Crítica publicada em  O Globo
Por Clovis Levi – Rio de Janeiro – 05.09.1981

Barra

Sonhos e varinhas de condão 

Em 1949, Pernambuco de Oliveira e Pedro Veiga escreveram A Revolta dos Brinquedos, peça que, durante muitos anos, foi uma espécie de clássico do teatro infantil. Como consequência, a ideia de brinquedos que ganham vida à noite, quando todos dormem, vem sendo explorada no correr dos anos. Como vem sendo exageradamente explorada a ideia de que, no final da peça, nada daquilo aconteceu e foi tudo um sonho. Foi em cima dessas duas ideias já bastantes gastas que Regina Lopes escreveu o seu Esta Noite Você Pode Ser Qualquer Coisa, em cartaz no Teatro da Galeria. Ao se fazer um estudo da dramaturgia universal nota-se que são raras as ideias novas o que vale é a profundidade ou originalidade de se desenvolver um tema já tantas vezes utilizado. É isso que torna uma peça melhor do que a outra, mesmo que tratem do mesmo assunto. No caso de Esta Noite Você Pode Ser Qualquer Coisa percebe-se que a autora precisa trabalhar mais a sua “carpintaria” teatral, pois o texto não consegue se sustentar muito em termos de estrutura. Em relação às ideias lançadas, há alguns pontos que merecem discussão. A trajetória de “Aninha”, uma menina passiva, que vive uma experiência em que o mal vence sempre e de quem ela sempre foge, até que resolve enfrentá-lo e vencê-lo, mostra, de modo positivo, que o mal maior nem sempre está fora de nós, mas dentro (nossos fantasmas, nossos medos, nossos “mascarados”). Porem, quando ao final tudo vira um sonho, fica latente a possibilidade de se levar para casa o recado de que só vencemos nossos medos nos sonhos. Da mesma forma, a caminhada de “Aninha”, no sentido de seu crescimento, fica muito esvaziada a partir do momento em que todas as situações de conflito nas quais ela se vê envolvida não são resolvidas através do crescimento interior do personagem e sim através da varinha mágica. E, por fim, é extremamente discutível a posição inicial de “Aninha”, que demonstra seu desejo de deixar de ser menina para se transformar em boneco a fim de ter uma folga no esquema repressivo em que vivia. Ora, se uma pessoa não quer ser reprimida é porque tem, dentro de si, o desejo de dirigir sua vida com autonomia. E o pior exemplo para um personagem autônomo esta exatamente num boneco.

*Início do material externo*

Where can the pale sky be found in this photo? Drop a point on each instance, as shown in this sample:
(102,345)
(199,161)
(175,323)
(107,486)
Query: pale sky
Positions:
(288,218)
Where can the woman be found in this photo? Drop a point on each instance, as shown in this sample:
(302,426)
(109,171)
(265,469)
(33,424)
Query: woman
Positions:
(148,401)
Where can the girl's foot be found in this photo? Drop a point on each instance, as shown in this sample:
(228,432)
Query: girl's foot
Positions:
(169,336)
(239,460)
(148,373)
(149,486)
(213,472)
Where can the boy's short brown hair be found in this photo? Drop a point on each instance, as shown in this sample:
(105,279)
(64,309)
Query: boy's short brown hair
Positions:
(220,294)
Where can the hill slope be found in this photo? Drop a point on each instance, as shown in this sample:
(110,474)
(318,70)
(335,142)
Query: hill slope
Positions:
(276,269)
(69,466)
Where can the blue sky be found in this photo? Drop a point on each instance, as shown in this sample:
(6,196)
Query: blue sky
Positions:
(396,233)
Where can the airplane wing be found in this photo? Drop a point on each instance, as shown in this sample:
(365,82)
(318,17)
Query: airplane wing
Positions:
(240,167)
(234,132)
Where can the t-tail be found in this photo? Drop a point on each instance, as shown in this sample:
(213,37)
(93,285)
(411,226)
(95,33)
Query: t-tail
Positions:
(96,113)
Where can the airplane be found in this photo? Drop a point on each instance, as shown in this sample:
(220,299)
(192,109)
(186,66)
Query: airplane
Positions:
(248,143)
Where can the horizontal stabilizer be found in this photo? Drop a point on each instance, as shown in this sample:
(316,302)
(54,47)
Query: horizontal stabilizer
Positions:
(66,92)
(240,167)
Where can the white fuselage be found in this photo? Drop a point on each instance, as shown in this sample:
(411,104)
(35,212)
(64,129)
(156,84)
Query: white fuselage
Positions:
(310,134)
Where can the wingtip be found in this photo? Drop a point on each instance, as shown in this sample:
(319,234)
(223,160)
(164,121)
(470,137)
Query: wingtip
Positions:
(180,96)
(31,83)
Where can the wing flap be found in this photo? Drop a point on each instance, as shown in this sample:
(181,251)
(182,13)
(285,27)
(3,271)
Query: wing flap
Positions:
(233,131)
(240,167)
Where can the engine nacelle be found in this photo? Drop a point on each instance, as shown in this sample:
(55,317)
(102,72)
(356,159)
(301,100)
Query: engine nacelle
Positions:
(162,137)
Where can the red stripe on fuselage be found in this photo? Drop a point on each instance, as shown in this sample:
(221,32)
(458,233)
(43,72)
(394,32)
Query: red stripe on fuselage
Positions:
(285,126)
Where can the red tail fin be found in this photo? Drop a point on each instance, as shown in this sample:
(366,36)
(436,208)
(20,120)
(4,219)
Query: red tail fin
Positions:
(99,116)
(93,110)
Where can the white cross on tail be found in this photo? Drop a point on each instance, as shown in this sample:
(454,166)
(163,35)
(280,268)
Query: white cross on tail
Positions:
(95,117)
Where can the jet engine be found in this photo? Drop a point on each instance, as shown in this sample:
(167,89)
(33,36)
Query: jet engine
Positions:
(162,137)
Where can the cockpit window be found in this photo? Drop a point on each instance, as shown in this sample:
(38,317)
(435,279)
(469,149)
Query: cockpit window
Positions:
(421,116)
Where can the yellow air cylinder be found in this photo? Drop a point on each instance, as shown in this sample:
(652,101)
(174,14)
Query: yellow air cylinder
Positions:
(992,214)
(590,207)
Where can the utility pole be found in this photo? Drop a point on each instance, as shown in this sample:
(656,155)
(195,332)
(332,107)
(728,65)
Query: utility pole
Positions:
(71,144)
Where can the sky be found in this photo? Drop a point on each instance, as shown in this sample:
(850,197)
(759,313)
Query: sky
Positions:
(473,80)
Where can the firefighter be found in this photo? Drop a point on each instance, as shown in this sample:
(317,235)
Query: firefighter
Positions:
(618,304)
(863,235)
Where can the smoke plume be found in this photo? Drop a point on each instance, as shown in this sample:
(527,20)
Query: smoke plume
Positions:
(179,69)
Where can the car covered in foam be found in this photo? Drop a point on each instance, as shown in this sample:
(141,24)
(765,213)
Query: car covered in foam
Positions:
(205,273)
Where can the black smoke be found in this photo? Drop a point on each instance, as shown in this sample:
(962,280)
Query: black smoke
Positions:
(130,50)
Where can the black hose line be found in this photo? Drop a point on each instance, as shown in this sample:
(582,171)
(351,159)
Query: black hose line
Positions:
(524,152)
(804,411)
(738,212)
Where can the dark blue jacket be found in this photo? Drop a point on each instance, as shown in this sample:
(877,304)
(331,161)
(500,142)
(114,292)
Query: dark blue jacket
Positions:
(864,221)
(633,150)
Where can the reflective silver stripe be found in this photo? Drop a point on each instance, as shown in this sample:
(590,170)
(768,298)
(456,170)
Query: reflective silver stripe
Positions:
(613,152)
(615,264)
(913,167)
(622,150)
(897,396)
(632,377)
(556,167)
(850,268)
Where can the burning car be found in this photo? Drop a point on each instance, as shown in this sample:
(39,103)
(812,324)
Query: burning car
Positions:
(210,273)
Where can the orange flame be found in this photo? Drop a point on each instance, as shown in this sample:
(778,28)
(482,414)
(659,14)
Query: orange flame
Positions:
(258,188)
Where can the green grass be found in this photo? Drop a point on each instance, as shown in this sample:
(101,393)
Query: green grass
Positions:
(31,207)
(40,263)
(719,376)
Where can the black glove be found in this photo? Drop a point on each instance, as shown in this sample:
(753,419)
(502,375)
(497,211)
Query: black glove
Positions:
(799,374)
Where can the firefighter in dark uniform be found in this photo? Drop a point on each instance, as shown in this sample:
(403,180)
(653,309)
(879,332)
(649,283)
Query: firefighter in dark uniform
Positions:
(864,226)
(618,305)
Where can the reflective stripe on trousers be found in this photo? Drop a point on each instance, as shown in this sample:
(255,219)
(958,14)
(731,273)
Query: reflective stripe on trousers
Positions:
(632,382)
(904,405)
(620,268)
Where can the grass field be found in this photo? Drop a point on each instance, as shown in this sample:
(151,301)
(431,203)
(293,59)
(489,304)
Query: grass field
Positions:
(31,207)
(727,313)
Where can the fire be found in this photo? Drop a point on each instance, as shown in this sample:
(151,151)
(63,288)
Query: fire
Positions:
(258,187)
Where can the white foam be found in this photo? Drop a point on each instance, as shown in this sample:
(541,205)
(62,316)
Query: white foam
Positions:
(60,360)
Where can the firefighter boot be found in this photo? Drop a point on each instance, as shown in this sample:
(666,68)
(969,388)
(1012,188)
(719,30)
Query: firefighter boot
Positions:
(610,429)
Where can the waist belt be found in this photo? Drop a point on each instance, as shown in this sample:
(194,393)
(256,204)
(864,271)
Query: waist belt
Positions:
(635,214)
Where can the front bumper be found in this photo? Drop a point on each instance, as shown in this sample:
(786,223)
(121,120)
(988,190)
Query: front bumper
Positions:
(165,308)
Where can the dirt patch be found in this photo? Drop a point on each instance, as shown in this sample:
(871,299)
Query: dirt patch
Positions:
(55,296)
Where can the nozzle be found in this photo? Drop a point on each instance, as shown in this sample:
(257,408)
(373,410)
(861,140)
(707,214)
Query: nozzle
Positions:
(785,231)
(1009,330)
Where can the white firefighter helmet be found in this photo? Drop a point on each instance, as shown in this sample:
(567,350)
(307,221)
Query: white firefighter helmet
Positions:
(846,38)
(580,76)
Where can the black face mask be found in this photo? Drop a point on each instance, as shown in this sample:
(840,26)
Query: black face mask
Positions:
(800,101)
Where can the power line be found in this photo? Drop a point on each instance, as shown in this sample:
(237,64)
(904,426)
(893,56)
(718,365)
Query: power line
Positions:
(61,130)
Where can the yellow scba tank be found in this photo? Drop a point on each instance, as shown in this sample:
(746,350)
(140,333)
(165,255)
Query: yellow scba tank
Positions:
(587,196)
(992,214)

A criança, entretanto, na maioria das vezes, está mais interessada no que vê do que no que ouve. Por isso, a direção dos espetáculos pode, muitas vezes, tornar interessante um texto com problemas. Neste caso, entretanto, isso não ocorre. A direção, da própria autora, é muito repetitiva, com insistência em cenas em que os bonecos dançam. E sem que tais números musicais sejam suficientemente expressivos, com criativa coreografia etc. O espetáculo acaba nem contando uma historinha interessante, nem trazendo ao espectador um clima envolvente, nem mostrando cenas que, mesmo isoladamente, tenham valor específico. Desta forma, a encenação fica monótona. (a diretora poderia se exercitar um pouco mais na noção de “tempo”). O elenco, bastante jovem, tem altos e baixos, mas de um modo geral, os atores dão conta do recado. Uma sugestão final: mudem o figurino da personagem principal “Aninha”, como criança, está difícil de acreditar: a roupa parece ampliar ainda mais o tamanho da atriz; e como fada o visual de “Aninha” está mais próximo de uma cozinheira. Uma simples modificação pode melhorar bastante o visual do personagem que, além do mais, é o principal.